I have two php files that handle a commenting system I have created for my website. On the index.php I have my form and an echo statement that prints out the user input from my database. I have another file called insert.php that actually takes in the user input and inserts that into my database before it is printed out.
My index.php basically looks like this
<form id="comment_form" action="insertCSAir.php" method="GET">
Comments:
<input type="text" class="text_cmt" name="field1_name" id="field1_name"/>
<input type="submit" name="submit" value="submit"/>
<input type='hidden' name='parent_id' id='parent_id' value='0'/>
</form>
<!--connects to database and queries to print out on site-->
<?php
$link = mysqli_connect('localhost', 'name', '', 'comment_schema');
$query="SELECT COMMENTS FROM csAirComment";
$results = mysqli_query($link,$query);
while ($row = mysqli_fetch_assoc($results)) {
echo '<div class="comment" >';
$output= $row["COMMENTS"];
//protects against cross site scripting
echo htmlspecialchars($output ,ENT_QUOTES,'UTF-8');
echo '</div>';
}
?>
I want users to be able to write comments and have it updated without reloading the page (which is why I will be using AJAX). This is the code I have added to the head tag
<script src="https://ajax.googleapis.com/ajax/libs/jquery/1.12.0/jquery.min.js"></script>
<script>
// this is the id of the form
$("#comment_form").submit(function(e) {
var url = "insert.php"; // the script where you handle the form input.
$.ajax({
type: "GET",
url: url,
data: $("#comment_form").serialize(), // serializes the form's elements.
success: function(data)
{
alert(data); // show response from the php script.
}
});
e.preventDefault(); // avoid to execute the actual submit of the form.
});
</script>
However, nothing is happening. The alert() doesn't actually do anything and I'm not exactly sure how to make it so that when the user comments, it gets added to my comments in order (it should be appending down the page). I think that the code I added is the basic of what needs to happen, but not even the alert is working.

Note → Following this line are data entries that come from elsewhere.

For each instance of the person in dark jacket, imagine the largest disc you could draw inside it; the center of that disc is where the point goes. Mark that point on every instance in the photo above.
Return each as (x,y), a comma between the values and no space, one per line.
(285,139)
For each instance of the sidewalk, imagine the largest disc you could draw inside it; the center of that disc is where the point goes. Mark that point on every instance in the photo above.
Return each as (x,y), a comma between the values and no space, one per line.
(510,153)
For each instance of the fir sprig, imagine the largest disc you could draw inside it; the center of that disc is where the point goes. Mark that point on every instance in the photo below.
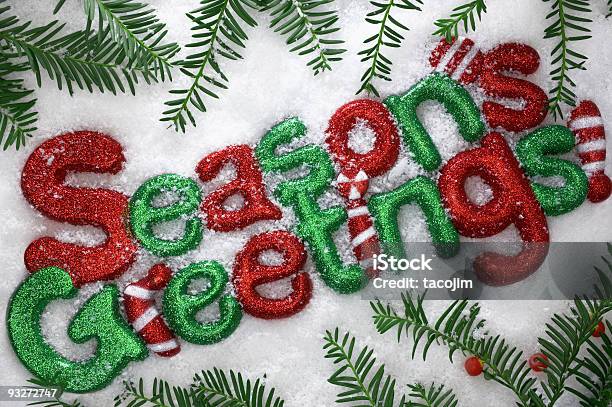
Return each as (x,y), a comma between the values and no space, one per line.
(456,328)
(135,27)
(388,36)
(566,336)
(214,389)
(568,26)
(361,380)
(83,59)
(162,395)
(595,373)
(78,58)
(17,119)
(308,27)
(217,32)
(209,388)
(460,329)
(433,396)
(465,15)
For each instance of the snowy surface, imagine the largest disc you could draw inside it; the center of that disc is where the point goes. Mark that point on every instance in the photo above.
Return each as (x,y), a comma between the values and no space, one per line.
(268,85)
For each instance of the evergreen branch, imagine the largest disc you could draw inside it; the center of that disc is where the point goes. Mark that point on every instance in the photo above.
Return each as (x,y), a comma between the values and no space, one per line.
(213,388)
(463,14)
(456,328)
(217,32)
(566,336)
(434,396)
(308,27)
(389,28)
(568,26)
(56,399)
(83,58)
(162,395)
(354,374)
(17,119)
(595,374)
(135,27)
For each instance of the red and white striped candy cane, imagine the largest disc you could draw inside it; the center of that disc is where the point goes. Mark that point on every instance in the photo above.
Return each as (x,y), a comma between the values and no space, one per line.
(353,184)
(586,123)
(461,59)
(139,302)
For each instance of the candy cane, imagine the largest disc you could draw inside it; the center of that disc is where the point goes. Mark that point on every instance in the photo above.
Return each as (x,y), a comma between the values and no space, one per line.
(460,59)
(144,317)
(352,184)
(586,123)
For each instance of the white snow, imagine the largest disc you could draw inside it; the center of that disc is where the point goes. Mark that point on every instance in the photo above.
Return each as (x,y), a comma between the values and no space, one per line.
(271,84)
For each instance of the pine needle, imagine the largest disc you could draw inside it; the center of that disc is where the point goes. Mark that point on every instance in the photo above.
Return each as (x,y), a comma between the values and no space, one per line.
(388,36)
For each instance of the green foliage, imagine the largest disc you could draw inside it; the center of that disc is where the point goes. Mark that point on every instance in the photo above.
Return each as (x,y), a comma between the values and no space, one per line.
(217,32)
(308,28)
(162,395)
(388,36)
(434,396)
(134,26)
(214,389)
(460,329)
(568,26)
(361,381)
(594,373)
(210,388)
(463,14)
(17,119)
(83,59)
(566,336)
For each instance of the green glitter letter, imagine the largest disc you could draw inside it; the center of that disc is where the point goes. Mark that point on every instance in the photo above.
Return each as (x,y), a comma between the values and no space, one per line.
(532,151)
(315,225)
(457,102)
(180,307)
(143,215)
(424,192)
(99,318)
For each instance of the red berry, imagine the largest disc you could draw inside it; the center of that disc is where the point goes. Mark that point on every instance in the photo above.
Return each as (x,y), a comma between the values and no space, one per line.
(473,366)
(599,329)
(538,362)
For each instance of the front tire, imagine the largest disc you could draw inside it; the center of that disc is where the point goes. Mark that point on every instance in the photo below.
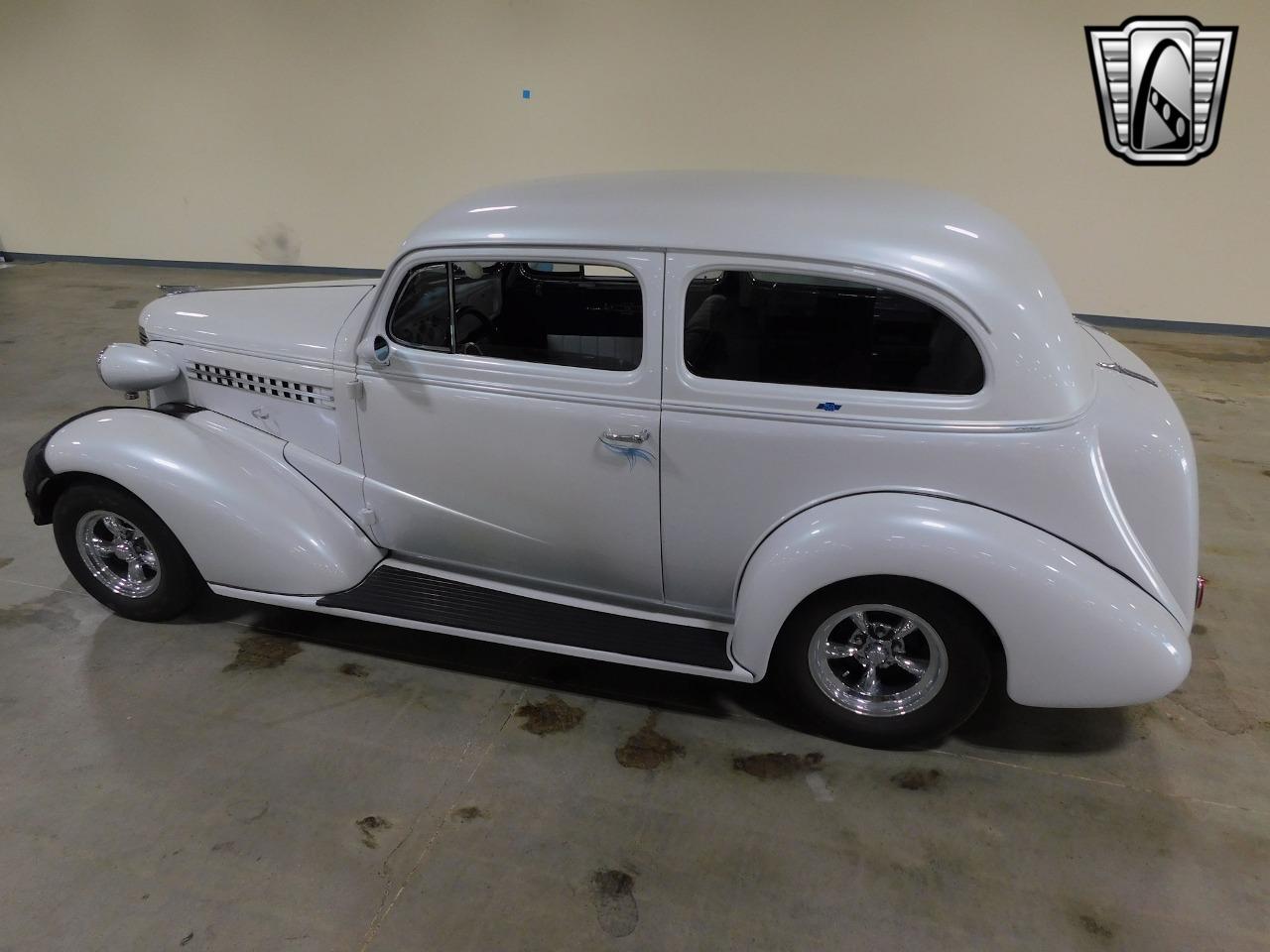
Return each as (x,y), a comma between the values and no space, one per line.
(122,553)
(883,661)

Any suggestions would be appreciated.
This is basically insert.php
if(!empty($_GET["field1_name"])) {
//protects against SQL injection
$field1_name = mysqli_real_escape_string($link, $_GET["field1_name"]);
$field1_name_array = explode(" ",$field1_name);
foreach($field1_name_array as $element){
$query = "SELECT replaceWord FROM changeWord WHERE badWord = '" . $element . "' ";
$query_link = mysqli_query($link,$query);
if(mysqli_num_rows($query_link)>0){
$row = mysqli_fetch_assoc($query_link);
$goodWord = $row['replaceWord'];
$element= $goodWord;
}
$newComment = $newComment." ".$element;
}
//Escape user inputs for security
$sql = "INSERT INTO parentComment (COMMENTS) VALUES ('$newComment')";
$result = mysqli_query($link, $sql);
//attempt insert query execution
header("Location:index.php");
die();
mysqli_close($link);
}
else{
die('comment is not set or not containing valid value');
it also filters out bad words which is why there's an if statement check for that.
<?php
if(!empty($_GET["field1_name"])) {
//protects against SQL injection
$field1_name = mysqli_real_escape_string($link, $_GET["field1_name"]);
$field1_name_array = explode(" ",$field1_name);
foreach($field1_name_array as $element)
{
$query = "SELECT replaceWord FROM changeWord WHERE badWord = '" . $element . "' ";
$query_link = mysqli_query($link,$query);
if(mysqli_num_rows($query_link)>0)
{
$row = mysqli_fetch_assoc($query_link);
$goodWord = $row['replaceWord'];
$element= $goodWord;
}
$newComment = $newComment." ".$element;
}
//Escape user inputs for security
$sql = "INSERT INTO parentComment (COMMENTS) VALUES ('$newComment')";
$result = mysqli_query($link, $sql);
//attempt insert query execution
if ($result)
{
http_response_code(200); //OK
//you may want to send it in json-format. its up to you
$json = [
'commment' => $newComment
];
print_r( json_encode($json) );
exit();
}
//header("Location:chess.php"); don't know why you would do that in an ajax-accessed file
//die();
mysqli_close($link);
}
else{
die('comment is not set or not containing valid value');
}
?>
<script>
// this is the id of the form
$("#comment_form").submit(function(e) {
var url = "insert.php"; // the script where you handle the form input.
$.ajax({
type: "GET", //Id recommend "post"
url: url,
dataType: json,
data: $("#comment_form").serialize(), // serializes the form's elements.
success: function(data)
{
alert(data); // show response from the php script.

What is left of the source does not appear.